あの人、ホントに今日は機嫌が悪かったなぁ。仕事先で何かあったのかな?

 そう思いながら寝付いていると、突然ウ~ウ~というサイレンが鳴った。

 これは、空襲警報?

イヨは飛び起きてモンペに防空頭巾をつけて備えた。

隣の部屋の女性がふすま越しに声を掛ける。

「麻生さん、麻生さん!」

「はい、今すぐ行きます!」

 二人で外に出ると、数人の同じ格好をした女性たちが集まっていた。

「麻生さん、あなたご町内に連絡して回って!橋の下の防空壕へ行くように知らせて回るのよ!」

「はい、分かりました!」

 サイレンの音がこだまする中、イヨは一軒一軒に空襲警報の知らせをして回った。


 十五分ほど過ぎるとほとんどの人が、大きな橋の下にある防空壕へと避難した。イヨは最後に防空壕の中へと入っていった。

「さあ、早く奥へ!」

 組長さんが指示する。

 しかし、空襲は行われず、二十分ほど隠れていたが、空襲警報は解除された。

 こんな日が何度かあった。

 

 そして、年が明け、しばらくして周囲があわただしくなってきた中、夫、計佐治の同僚の人がやって来て、こう言った。

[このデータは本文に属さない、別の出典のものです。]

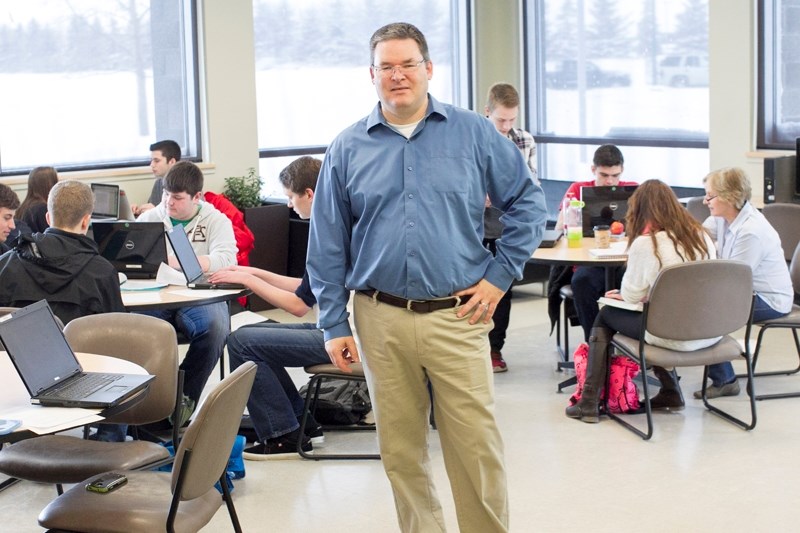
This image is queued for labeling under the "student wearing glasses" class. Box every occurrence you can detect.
[307,23,546,532]
[694,168,794,398]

「あんたんとこの旦那、上官と意見が合わず、盾突いてしまって、せっかくの出世を逃してしまったんだよ。兵曹長ぐらいの地位になれたってのに、あいつ気が強いもんでな~。」

 あんまり話さない人だからおとなしい人だと思っていたけれど、とイヨは思った。

これがきっかけで、この夏、佐世保をあとにすることになる。